For 2015 it cut the forecast by two tenths of a point to 3.7 per cent growth.

It left in place its forecast for the 18-nation eurozone to grow by 0.8 per cent this year and by 1.1 per cent in 2015.

The OECD's chief economist Catherine Mann warned that "overall, the euro area is grinding to a standstill and poses a major risk to world growth..."

The organisation urged the European Central Bank to expand its monetary stimulus programme given the very weak economy and the risk of deflation.

"This should include a commitment to sizeable asset purchases ('quantitative easing') until inflation is back on track," it said, adding that the purchases could include government bonds, which the ECB has so far shunned due to political sensitivities in Europe about the central bank underwriting government spending.

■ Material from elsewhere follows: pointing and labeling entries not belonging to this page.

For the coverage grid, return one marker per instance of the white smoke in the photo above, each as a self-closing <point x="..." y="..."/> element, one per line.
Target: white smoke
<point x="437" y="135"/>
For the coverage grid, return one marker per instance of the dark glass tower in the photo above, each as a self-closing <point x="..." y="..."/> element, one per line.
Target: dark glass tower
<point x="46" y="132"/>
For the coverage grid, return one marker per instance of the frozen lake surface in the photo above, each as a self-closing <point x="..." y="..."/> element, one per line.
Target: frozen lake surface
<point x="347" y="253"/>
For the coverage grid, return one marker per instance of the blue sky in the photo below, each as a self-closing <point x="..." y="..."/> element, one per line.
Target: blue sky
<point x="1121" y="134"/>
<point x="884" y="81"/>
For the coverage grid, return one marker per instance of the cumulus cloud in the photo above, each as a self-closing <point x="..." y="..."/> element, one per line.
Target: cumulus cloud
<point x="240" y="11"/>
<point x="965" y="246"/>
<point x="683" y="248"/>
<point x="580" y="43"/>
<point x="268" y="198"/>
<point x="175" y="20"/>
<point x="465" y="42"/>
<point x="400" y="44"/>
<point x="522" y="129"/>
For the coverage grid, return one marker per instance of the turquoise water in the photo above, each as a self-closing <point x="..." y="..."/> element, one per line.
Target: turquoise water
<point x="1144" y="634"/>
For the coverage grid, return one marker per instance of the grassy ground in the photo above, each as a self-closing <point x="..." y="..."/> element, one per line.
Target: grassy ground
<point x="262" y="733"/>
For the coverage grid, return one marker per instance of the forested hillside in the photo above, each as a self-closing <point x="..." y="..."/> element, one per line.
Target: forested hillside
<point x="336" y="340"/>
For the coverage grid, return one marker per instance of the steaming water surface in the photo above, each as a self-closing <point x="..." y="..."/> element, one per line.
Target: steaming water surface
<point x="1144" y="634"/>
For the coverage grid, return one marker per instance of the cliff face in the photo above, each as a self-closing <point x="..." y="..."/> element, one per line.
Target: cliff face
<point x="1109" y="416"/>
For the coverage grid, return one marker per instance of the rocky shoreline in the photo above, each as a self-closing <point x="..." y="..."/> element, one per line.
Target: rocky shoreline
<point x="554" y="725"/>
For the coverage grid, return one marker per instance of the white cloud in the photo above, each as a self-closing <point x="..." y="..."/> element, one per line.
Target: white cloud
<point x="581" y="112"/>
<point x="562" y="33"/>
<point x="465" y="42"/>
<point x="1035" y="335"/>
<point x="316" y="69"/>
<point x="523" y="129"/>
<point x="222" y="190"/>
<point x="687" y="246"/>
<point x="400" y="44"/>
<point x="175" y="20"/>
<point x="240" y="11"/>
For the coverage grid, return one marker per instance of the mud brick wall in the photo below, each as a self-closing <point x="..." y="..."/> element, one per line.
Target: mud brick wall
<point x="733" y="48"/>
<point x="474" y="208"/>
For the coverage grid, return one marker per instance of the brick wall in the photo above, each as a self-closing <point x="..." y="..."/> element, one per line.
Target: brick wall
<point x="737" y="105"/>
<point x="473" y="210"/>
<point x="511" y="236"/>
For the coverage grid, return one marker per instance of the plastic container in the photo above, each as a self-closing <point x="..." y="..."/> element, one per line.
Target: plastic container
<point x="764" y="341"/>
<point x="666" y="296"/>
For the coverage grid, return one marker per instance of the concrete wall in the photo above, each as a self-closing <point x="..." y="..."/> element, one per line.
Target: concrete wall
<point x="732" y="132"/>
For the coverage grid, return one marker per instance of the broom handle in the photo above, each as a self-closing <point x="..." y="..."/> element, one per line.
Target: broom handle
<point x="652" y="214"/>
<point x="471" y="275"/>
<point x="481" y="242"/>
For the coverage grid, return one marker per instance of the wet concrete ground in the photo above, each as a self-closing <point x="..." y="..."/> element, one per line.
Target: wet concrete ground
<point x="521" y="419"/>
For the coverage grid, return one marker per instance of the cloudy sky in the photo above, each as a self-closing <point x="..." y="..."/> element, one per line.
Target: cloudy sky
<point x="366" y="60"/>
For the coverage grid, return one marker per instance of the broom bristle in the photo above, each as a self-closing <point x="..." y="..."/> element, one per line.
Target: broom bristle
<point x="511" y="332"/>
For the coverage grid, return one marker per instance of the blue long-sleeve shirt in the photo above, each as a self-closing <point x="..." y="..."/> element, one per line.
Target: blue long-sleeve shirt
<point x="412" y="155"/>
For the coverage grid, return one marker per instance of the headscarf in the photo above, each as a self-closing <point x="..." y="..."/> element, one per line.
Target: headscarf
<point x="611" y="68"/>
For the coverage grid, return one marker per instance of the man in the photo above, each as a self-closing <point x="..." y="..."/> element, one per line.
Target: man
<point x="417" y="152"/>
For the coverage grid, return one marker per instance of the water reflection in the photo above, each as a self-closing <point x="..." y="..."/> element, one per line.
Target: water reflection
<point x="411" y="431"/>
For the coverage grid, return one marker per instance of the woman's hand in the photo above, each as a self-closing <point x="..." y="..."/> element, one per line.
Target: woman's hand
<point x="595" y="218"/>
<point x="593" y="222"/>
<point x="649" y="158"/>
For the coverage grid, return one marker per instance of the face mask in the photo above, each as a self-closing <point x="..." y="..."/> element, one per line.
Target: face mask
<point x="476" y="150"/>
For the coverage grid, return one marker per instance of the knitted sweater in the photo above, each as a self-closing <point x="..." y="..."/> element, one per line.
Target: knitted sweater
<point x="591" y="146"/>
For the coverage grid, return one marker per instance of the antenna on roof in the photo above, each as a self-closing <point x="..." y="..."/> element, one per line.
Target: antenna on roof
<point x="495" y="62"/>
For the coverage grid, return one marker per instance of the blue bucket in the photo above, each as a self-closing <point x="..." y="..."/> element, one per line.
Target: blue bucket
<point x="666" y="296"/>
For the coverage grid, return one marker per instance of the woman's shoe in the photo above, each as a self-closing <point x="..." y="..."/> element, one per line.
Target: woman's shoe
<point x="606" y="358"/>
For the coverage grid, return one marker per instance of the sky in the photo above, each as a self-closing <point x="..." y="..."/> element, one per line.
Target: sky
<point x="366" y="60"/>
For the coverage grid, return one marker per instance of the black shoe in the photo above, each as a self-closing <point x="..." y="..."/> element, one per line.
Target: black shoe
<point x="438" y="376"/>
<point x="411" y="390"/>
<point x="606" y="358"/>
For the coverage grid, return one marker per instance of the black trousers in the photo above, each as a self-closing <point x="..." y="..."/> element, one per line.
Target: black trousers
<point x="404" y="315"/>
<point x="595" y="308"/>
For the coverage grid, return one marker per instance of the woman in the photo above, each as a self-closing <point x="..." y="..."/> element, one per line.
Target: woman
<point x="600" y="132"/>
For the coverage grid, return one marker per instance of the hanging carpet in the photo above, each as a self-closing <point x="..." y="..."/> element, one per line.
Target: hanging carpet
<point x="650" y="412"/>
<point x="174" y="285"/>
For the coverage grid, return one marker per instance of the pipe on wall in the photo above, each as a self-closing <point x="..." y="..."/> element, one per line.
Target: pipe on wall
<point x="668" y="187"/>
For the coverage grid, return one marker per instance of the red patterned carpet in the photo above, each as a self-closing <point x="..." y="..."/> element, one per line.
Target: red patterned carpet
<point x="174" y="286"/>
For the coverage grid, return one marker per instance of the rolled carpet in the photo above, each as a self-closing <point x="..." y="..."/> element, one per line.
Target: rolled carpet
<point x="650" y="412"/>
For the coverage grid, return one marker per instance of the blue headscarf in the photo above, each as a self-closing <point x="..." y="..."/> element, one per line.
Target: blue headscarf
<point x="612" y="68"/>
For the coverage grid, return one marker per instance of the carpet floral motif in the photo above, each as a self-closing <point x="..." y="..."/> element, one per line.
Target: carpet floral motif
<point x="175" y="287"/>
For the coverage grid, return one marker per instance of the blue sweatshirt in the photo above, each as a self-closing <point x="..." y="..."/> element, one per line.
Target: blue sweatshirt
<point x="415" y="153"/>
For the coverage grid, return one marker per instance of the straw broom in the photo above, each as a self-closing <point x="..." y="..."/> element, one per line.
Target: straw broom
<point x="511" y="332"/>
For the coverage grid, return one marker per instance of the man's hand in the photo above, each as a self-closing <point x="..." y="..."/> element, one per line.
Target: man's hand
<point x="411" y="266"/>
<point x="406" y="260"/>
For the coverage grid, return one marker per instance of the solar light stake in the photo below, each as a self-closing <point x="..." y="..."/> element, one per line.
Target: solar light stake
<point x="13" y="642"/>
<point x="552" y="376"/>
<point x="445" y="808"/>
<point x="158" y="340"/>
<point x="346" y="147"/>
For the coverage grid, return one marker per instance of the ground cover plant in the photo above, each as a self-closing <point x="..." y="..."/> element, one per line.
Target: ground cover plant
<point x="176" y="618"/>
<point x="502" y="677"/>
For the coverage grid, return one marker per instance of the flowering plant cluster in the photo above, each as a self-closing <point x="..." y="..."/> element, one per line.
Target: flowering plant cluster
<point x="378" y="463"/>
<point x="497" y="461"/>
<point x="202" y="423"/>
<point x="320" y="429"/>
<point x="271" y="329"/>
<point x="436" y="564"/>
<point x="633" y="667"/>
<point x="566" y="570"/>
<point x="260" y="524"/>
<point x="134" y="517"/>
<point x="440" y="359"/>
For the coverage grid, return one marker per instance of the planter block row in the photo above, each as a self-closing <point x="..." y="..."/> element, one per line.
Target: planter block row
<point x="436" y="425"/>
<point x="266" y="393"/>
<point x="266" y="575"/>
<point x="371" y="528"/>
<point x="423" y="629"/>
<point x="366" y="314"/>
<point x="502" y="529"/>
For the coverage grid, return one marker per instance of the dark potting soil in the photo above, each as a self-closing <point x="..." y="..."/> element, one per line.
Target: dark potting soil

The purchase of government bonds was the main element of the recently ended quantitative easing programme by the US Federal Reserve, and Japan last week stepped up its asset purchases in order to support growth.

The ECB left its interest rates at record lows at its monetary policy meeting Thursday, and while ECB chief Mario Draghi did not announce new asset purchases, he said the bank was preparing to undertake additional measures if necessary.

The ECB has so far focused its new monetary stimulus, designed to spur lending and investment by buying financial assets, on packages of loans known as asset-backed securities (ABS) and corporate bonds.